Personal information
- Full name: Hristo Arangelov
- Date of birth: 25 February 1978 (age 48)
- Place of birth: Sofia, Bulgaria
- Height: 1.81 m (5 ft 11 in)
- Position: Defender

Team information
- Current team: Septemvri Sofia (manager)

Youth career
- Levski Sofia

Senior career*
- Years: Team / Apps / (Gls)
- 1997–1999: Pirin Blagoevgrad / 34 / (0)
- 1999–2000: Minyor Pernik / 8 / (0)
- 2001–2005: Marek Dupnitsa / 57 / (2)
- 2005: Dunav Ruse / 8 / (0)
- 2006: Hebar Pazardzhik / 13 / (0)
- 2006–2007: Spartak Varna / 26 / (1)
- 2007–2011: Balkan Botevgrad / 80 / (0)
- Total:  / 226 / (3)

Managerial career
- 2013–2015: DIT Sofia (youth coach)
- 2015–2018: Septemvri Sofia (assistant)
- 2016: Septemvri Sofia (caretaker)
- 2017: Septemvri Sofia (caretaker)
- 2018–2019: Septemvri Sofia
- 2020–2021: Septemvri Sofia
- 2023: Levski Sofia (assistant)
- 2023–2024: Levski Sofia II
- 2024–2025: Lovech
- 2025: Pirin Blagoevgrad
- 2026: Septemvri Sofia

= Hristo Arangelov =

Bulgarian footballer

Hristo Arangelov (Христо Арангелов; born 25 February 1978) is a Bulgarian former footballer, and now manager.

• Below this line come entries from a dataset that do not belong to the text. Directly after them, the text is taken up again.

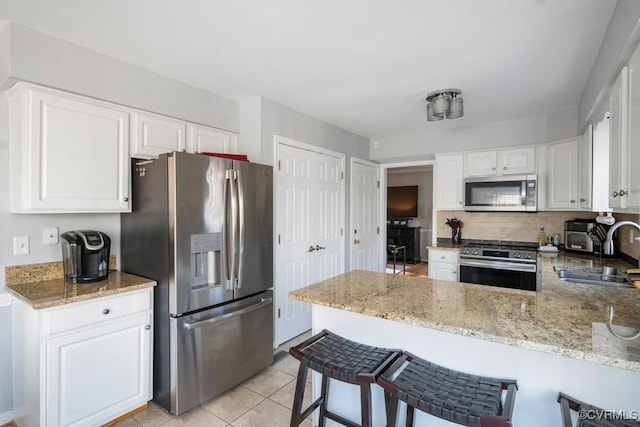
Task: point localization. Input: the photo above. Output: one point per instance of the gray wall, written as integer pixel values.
(279, 120)
(422, 144)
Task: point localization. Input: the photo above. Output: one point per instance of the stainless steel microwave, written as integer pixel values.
(512, 193)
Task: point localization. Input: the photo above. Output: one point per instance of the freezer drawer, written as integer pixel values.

He spent his playing career at Pirin Blagoevgrad, Minyor Pernik, Marek Dupnitsa, Dunav Ruse, Hebar Pazardzhik, Spartak Varna and Balkan Botevgrad.

==Managing career==
===Septemvri Sofia===
In 2013 Arangelov joined DIT Sofia as a youth coach and in 2015 he became assistant manager in Septemvri Sofia since Dit Academy merged with the club.

He also served as a caretaker manager from the beginning of 2016 until the summer, since Nikolay Mitov joined Pirin Razlog. Mitov returned as manager of the team for 2016–17 season, but in March 2017 joined Levski Sofia and Arangelov stepped up on the managing position once again.

On 8 June 2017 Dimitar Vasev was announced as the new manager of Septemvri Sofia with Arangelov as a first assistant again.